Chronique Mon frère de Daniel Pennac

Madeline Roth Librairie L’Eau vive (Avignon)

Seize mois après la mort de son frère Bernard en 2007, Daniel Pennac monte Bartleby d’Herman Melville au théâtre. Dix ans plus tard, il commence à rédiger ce texte, vibrant hommage à la mémoire de ce grand frère espiègle.

Mon frère est un récit incroyablement touchant, une sorte d’aller-retour entre les souvenirs d’enfance et l’énigme de ce drôle de personnage, Bartleby, avec sa réplique légendaire, « I would prefer not to ». Les chapitres alternent entre la lecture proposée par Pennac et le portait très tendre, aujourd’hui, de ce qui reliait ces deux frères.
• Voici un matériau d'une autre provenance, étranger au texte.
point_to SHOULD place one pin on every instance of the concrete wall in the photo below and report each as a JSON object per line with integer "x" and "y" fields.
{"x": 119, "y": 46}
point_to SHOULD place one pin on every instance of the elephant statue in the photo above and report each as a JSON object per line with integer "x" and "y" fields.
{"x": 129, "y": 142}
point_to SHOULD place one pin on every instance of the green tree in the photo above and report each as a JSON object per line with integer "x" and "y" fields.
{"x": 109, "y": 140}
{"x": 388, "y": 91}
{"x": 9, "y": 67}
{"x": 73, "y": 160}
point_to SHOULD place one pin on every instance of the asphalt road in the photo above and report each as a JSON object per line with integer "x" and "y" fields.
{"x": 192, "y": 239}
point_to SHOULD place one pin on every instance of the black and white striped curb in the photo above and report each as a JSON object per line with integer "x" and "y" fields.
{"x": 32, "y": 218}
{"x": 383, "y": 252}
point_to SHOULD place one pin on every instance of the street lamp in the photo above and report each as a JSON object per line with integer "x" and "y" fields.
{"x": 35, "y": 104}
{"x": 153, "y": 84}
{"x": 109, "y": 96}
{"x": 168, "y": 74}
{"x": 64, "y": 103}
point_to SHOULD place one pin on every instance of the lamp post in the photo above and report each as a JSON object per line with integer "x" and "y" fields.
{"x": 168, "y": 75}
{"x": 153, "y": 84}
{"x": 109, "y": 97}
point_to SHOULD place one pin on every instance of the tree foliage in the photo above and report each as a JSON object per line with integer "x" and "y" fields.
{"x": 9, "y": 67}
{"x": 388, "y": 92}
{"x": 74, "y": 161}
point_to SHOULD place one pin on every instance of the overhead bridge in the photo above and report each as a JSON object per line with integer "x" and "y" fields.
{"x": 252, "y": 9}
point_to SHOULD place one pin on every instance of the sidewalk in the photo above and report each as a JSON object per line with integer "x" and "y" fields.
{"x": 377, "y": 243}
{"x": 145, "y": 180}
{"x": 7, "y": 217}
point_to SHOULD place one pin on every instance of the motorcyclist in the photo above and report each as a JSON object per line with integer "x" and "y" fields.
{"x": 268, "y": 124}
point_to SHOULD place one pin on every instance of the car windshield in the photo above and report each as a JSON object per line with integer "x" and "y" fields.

On a le sentiment que c’est un peu grâce à la lecture sur scène de Bartleby que Pennac réussit en quelque sorte à vivre le deuil de son frère. « Dans les premières semaines qui suivirent sa mort, il m’est arrivé de décrocher le téléphone pour l’appeler. Arrête. Ne fais pas le fou. On souffre beaucoup mais on n’est pas fou de douleur. » Le personnage de Bartleby, qu’un notaire engage mais qui refuse ensuite de travailler, fait d’abord rire le public de Pennac. Pourtant, c’est une histoire de fuite. « Pour silencieux qu’il fût, c’est ce frère qui m’apprit à parler. Et d’ailleurs à lire, plus tard, les romans qu’il aimait. Donc à écrire. » Daniel avait cinq ans de moins que Bernard qui l’a « pratiquement élevé. » Bernard incitait par exemple Daniel à formuler de très longues phrases pour lui demander simplement son goûter. « De quoi nous nourrissons-nous ? », demande l’auteur. Les chapitres racontent, de cette écriture parfaitement douce et chaleureuse, des moments de la vie de Bernard, des répliques qu’il avait, le cabanon perdu dont il rêvait, sa tentative de suicide, sa maladie… Pourtant, à aucun moment, Mon frère n’est un livre triste. C’est, bien au contraire, un « livre d’amour ». Le dernier chapitre s’ouvre sur une photo en noir et blanc des deux enfants, le grand frère entourant de ses bras le petit. « Regardez-les, le grand et le petit. » Ce livre est une balade, un dimanche, un album photo que l’on feuillette sous le regard et la protection de ce qui fut le socle et le tuteur de nos enfances.